In 1688 a ‘Mr John Bennet, a Dissenter’ was recommended as a Court candidate for Cambridgeshire in the projected parliamentary elections. There is, however, no evidence that John Bennet of Abington had any Nonconformist sympathies, though when he stood for election at Cambridge University at the 1690 election Bennet drew most of his votes from the University’s Whigs. When he finally entered the Commons in 1691, however, it was upon the interest of the non-juror Peter Legh† at Newton, Lancashire. Bennet’s brother Thomas had been rector of Winwick, the parish containing Newton, since 1689, and he had further links to the borough through his relationship to Arlington, a close friend of the recently deceased Member Sir John Chicheley. Shortly after Chicheley’s death Bennet wrote to the Tory Sir Richard Myddelton, 3rd Bt.*, asking him to intercede with Legh for his interest at the forthcoming by-election. Bennet pushed hard for Legh’s backing, and his supporters promoted him as the man to defeat Thomas Brotherton*, who had been challenging Legh for a seat at Newton since 1685. The 9th Earl of Derby’s approval clinched Legh’s support for Bennet, who took his seat on 29 Dec. 1691, having already been solicited for his interest in a legal dispute then before the Lords concerning Lancashire estates. He proved to be an inactive Member, and at the 1695 election was squeezed out of Newton by the obligations Peter Legh had incurred defending himself from the accusations of the Lancashire Plot (1693–4).
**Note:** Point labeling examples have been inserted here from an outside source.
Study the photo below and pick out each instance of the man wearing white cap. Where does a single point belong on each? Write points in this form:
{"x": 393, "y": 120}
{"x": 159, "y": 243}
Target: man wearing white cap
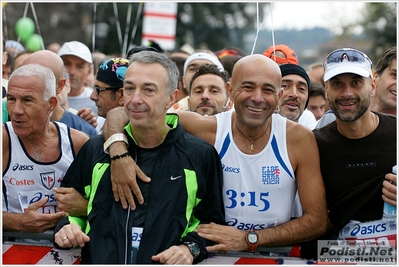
{"x": 357, "y": 150}
{"x": 79, "y": 63}
{"x": 191, "y": 65}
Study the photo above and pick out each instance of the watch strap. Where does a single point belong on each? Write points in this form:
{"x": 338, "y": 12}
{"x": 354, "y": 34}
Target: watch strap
{"x": 115, "y": 138}
{"x": 194, "y": 249}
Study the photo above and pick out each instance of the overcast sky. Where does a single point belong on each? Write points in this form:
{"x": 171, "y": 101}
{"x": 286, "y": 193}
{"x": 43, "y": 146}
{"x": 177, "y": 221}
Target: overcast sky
{"x": 304, "y": 14}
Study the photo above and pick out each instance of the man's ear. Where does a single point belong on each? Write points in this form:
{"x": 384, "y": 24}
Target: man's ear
{"x": 5, "y": 57}
{"x": 120, "y": 92}
{"x": 60, "y": 85}
{"x": 374, "y": 84}
{"x": 53, "y": 101}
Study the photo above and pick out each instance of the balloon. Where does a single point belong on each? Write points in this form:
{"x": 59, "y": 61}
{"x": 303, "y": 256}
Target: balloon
{"x": 24, "y": 28}
{"x": 34, "y": 43}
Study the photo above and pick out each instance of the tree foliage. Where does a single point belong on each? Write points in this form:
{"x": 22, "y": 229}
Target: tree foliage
{"x": 212, "y": 25}
{"x": 379, "y": 25}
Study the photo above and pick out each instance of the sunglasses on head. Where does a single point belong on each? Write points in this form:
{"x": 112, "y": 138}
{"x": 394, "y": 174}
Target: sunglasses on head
{"x": 100, "y": 89}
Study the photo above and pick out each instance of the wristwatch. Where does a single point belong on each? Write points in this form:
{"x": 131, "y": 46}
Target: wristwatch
{"x": 252, "y": 240}
{"x": 194, "y": 248}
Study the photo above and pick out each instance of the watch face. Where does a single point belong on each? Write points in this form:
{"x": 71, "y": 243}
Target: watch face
{"x": 252, "y": 238}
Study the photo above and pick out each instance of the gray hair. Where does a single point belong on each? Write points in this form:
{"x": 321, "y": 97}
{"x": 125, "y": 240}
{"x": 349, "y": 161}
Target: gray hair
{"x": 150, "y": 57}
{"x": 42, "y": 72}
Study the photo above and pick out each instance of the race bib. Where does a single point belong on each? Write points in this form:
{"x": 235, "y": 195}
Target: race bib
{"x": 27, "y": 198}
{"x": 379, "y": 233}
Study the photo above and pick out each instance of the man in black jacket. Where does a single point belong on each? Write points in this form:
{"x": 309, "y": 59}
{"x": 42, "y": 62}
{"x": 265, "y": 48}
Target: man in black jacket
{"x": 185, "y": 189}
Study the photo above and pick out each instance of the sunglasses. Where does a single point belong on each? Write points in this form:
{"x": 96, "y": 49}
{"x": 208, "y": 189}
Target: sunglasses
{"x": 100, "y": 89}
{"x": 350, "y": 55}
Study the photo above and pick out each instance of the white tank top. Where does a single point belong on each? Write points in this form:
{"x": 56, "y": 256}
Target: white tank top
{"x": 258, "y": 190}
{"x": 26, "y": 180}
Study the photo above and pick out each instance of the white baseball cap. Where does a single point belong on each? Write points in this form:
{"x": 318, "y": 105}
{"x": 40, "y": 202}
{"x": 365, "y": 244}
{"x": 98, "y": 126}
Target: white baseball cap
{"x": 78, "y": 49}
{"x": 347, "y": 60}
{"x": 202, "y": 55}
Having left Parliament, he soon ran into money troubles. Despite gaining, upon the violent death of his wife’s mother in 1694, a third of his father-in-law’s estate, Bennet had over-extended himself when improving his Abington estates, and in 1697 the mortgages Bennet had taken out in 1690 were foreclosed upon and his Abington lands were seized. This appears to have dealt Bennet’s fortunes a mortal blow, and in 1712 he died in a debtor’s prison, leaving a single son who died without issue in 1720, and a wife who lived in St. Martin-in-the-Fields until her death in 1732, when she was buried in Westminster Abbey.3

Ref Volumes: 1690-1715

Authors: Eveline Cruickshanks / Richard Harrison

Notes

  • 1. VCH Cambs. vi. 5; HMC Ormonde n.s. vi. 190–1; Lipscomb, Bucks. ii. 529.
  • 2. VCH Cambs. 5, 9, 14–15; HMC Ormonde, 54–55, 190–1, 242–3, 251–2.
  • 3. Duckett, Penal Laws and Test Act (1883), 223; VCH Lancs. iii. 128; BL, Verney mss mic 636/45, John Verney* (Visct. Fermanagh) to Sir Ralph Verney, 1st Bt.†, 18 May 1692; Lyme Letters ed. Lady Newton, 20; NLW, Chirk Castle mss E1073, Bennet to Myddelton, 21 May 1691; John Rylands Univ. Lib. Manchester, Legh of Lyme mss corresp. Thomas† to Peter Legh, 24 May 1691, Derby to same, 2 June 1691, Thomas Hodgkinson to same, 22 Dec. 1691; Luttrell Diary, 94; Lipscomb, 529; VCH Cambs. 5; Westminster Abbey Reg. (Harl. Soc. x), 336.